Metode ini menggunakan estimasi laba kotor untuk menentukan perkiraan harga harga pokok penjualan (HPP) yang selanjutnya dapat digunakan untuk menentukan perkiraan atas nilai akhir persediaan.
Hahaha.. bingung ya?
Jadi begini, pertama-tama kamu perlu pahami terlebih dahulu formula untuk menentukan HPP, yaitu:
Langkah | Keterangan | |
---|---|---|
1 | Nilai awal persediaan | |
2 | Tambahkan pembelian persediaan | + |
3 | Nilai persediaan yang tersedia untuk dijual | = |
4 | Kurangkan nilai akhir persediaan | - |
5 | Harga Pokok Penjualan (HPP) | = |
Nah, dari persamaan tersebut, metode laba kotor ditemukan.

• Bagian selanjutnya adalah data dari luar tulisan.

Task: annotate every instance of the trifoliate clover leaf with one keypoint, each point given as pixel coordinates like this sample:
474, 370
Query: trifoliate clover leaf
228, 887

Asumsikan suatu perusahaan memiliki rata-rata laba kotor selama tiga tahun terakhir pada tingkat 30%, penjualan pada periode laporan adalah sebesar 500 juta, nilai awal persediaan sebesar 250 juta, dan pembelian bersih persediaan adalah sebesar 50 juta.

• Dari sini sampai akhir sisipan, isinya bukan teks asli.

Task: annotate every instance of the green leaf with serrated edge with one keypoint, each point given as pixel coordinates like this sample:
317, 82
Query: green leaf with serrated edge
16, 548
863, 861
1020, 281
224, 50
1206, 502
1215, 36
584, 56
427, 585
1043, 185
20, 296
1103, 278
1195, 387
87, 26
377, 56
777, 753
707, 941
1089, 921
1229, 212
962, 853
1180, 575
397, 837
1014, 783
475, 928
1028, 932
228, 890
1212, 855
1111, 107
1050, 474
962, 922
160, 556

Masalahnya adalah perusahaan mengalami kesulitan untuk melakukan perhitungan fisik persediaan guna menentukan nilai akhir persediaan.

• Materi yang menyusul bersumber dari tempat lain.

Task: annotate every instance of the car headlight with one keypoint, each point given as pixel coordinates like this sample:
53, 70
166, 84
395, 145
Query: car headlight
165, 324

Maka, untuk mengatasi hal tersebut, perusahaan dapat menggunakan metode laba kotor untuk menentukan estimasi dari nilai akhir persediaan:
Keterangan | Nilai | |
---|---|---|
Nilai awal persediaan | 350 juta | |
Pembelian persediaan | 50 juta | |
Persediaan yang tersedia untuk dijual | 400 juta | |
Penjualan | 500 juta | |
Estimasi laba kotor (30%) | 150 juta | |
Estimasi HPP | 350 juta | |
Estimasi persediaan akhir | 50 juta |
Metode Persediaan Ritel dalam Penilaian Persediaan
Secara konsep, metode persediaan ritel (retail inventory method) serupa dengan metode laba kotor, namun, pada metode ini, yang digunakan sebagai dasar perhitungan untuk mengestimasi nilai akhir persediaan adalah rasio antara HPP dengan harga penjualan.
Metode ini sendiri, sesuai dengan namanya, banyak digunakan oleh perusahaan-perusahaan yang bergerak di bidang ritel. Biasanya perusahaan-perusahaan tersebut melakukan perhitungan fisik persediaan tiap tiga bulan, enam bulan, atau setahun sekali, sehingga untuk nilai persediaan pada laporan bulanan atau kuartalan menggunakan estimasi.
Hasil estimasi dari perhitungan metode persediaan ritel sendiri, sering dibandingkan dengan hasil perhitungan fisik, untuk dijadikan alat pengendali internal perusahaan atas pencurian atau kehilangan persediaan barang dagang.
HPP | Harga Jual | |
---|---|---|
Persediaan awal | 75 juta | 110 juta |
Pembelian persediaan | 46 juta | 65 juta |
Persediaan tersedia untuk dijual | 121 juta | 175 juta |
Penjualan pada periode pelaporan | 130 juta | |
Persediaan akhir (pada harga jual) | 45 juta | |
Rasio HPP terhadap harga penjualan | 69% | |
Persediaan akhir (pada HPP) 69% x 45 juta | 31,05 juta |
Perhatikan!
Prosedur perhitungan pada metode persediaan ritel mensyaratkan nilai awal persediaan dan pembelian persediaan dicatat pada harga perolehan dan juga harga jualnya, demikian pula total persediaan yang tersedia untuk dijual.
Kemudian, penjualan pada periode pelaporan dikurangi dengan persediaan yang tersedia untuk dijual. Hasilnya kemudian dikonversi pada nilai markup, sehingga ditemukan estimasi nilai akhir persediaan.
Penutup
Dalam akuntansi, terdapat lima metode alternatif untuk menghitung nilai persediaan, masing-masing memiliki kesesuaian untuk berbagai jenis bisnis.
Metode identifikasi khusus dianggap paling akurat karena melacak biaya aktual dari setiap item persediaan, cocok untuk bisnis dengan persediaan yang sedikit dan dapat diidentifikasi.
Metode lainnya termasuk nilai realisasi bersih, lebih rendah biaya atau pasar, metode laba kotor, dan metode persediaan ritel, masing-masing memberikan pendekatan berbeda dalam menilai persediaan.
Pemahaman tentang metode-metode ini dapat membantu perusahaan mengevaluasi nilai persediaan dengan akurat dan memilih metode yang paling sesuai dengan kebutuhannya.
Sekian tulisan saya mengenai lima metode alternatif untuk menghitung nilai persediaan.
Stay safe and stay healthy. Take care!